Here are some other locations with intriguing retired names:

  • Corvallis, Oregon used to be called Marysville.
  • Coulterville, California was originally Maxwell’s Creek.
  • Halden, Norway was once known as Fredrikshald.
  • Cologne, Germany was called Colonia Claudia Ara Agrippinensium by the Romans.
  • Malabo, Equatorial Guinea was founded as Port Clarence by the British and later known as Santa Isabel by the Spanish.

Look at Namesakes
Was the place named after a person? That person’s first name may make a good baby name.

For instance, let’s say you met your spouse aboard a flight from JFK to Long Beach. That place where you met–a Boeing 757–can trace its name back to William Edward Boeing, founder of the The Boeing Company.
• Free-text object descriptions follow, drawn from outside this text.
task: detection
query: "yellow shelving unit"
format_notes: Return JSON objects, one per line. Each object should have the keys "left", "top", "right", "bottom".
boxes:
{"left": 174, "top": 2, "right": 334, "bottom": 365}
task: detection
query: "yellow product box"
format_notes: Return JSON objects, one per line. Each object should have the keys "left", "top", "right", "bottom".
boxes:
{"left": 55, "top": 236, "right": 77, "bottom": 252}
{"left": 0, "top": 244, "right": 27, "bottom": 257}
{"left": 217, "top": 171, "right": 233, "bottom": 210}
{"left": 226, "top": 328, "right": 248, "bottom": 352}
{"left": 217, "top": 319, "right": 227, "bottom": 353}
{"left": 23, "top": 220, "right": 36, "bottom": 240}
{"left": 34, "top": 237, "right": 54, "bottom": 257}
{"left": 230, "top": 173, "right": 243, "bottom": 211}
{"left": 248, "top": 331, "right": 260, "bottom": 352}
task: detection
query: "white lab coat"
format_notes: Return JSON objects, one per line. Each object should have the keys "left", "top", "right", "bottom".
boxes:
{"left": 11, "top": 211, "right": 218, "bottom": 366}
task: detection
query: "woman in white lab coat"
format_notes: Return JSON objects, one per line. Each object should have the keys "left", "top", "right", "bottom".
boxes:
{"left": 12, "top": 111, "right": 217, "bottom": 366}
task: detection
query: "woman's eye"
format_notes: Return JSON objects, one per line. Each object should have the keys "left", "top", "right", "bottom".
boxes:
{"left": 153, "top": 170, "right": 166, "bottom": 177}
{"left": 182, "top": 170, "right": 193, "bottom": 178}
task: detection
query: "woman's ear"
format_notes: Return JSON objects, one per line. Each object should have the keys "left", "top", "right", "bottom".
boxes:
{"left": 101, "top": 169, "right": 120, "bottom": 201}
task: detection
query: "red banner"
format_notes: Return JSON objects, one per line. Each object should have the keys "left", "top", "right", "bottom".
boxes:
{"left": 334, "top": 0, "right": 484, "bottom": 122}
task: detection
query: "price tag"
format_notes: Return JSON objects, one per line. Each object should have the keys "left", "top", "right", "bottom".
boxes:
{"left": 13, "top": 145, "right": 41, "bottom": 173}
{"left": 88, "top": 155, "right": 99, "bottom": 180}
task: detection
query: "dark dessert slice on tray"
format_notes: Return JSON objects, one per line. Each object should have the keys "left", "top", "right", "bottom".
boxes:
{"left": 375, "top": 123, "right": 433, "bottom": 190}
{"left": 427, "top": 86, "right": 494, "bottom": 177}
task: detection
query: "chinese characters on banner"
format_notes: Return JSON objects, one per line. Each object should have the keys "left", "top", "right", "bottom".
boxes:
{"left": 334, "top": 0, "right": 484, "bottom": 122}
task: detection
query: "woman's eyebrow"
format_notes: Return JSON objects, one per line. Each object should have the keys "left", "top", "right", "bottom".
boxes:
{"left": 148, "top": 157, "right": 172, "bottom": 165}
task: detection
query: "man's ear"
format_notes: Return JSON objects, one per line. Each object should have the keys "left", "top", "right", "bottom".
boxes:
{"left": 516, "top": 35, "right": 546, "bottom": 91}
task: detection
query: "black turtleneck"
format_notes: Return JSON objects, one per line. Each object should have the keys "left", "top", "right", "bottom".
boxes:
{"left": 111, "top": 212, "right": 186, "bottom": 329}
Here are some other examples:

  • Burbank, California was first settled by dentist David Burbank.
  • Wrigley Field, Chicago, named for William Wrigley, Jr.
  • Vancouver Island, Canada was named for explorer George Vancouver.
  • Lake Champlain was named for French explorer Samuel de Champlain.
  • The Bering Strait was named for Vitus Bering.

Zoom In
Maybe the place you want to honor happens to be a city park. What’s inside that park? Many parks have statues, plazas, fountains, promenades, bandshells, and other notable features and facilities. Are any of these things particularly important to you? If so, what are they called? Who created them?

Zoom Out
Let’s stick with the city park example. What makes up the borders of the park–streets? A body of water? What neighborhood or district is it in? What county? Is there anything notable nearby (like a theater or a school) that has a usable name?

So those are my four ideas. What others ways can you come up with to signify a location with a baby name (without using the place name itself)?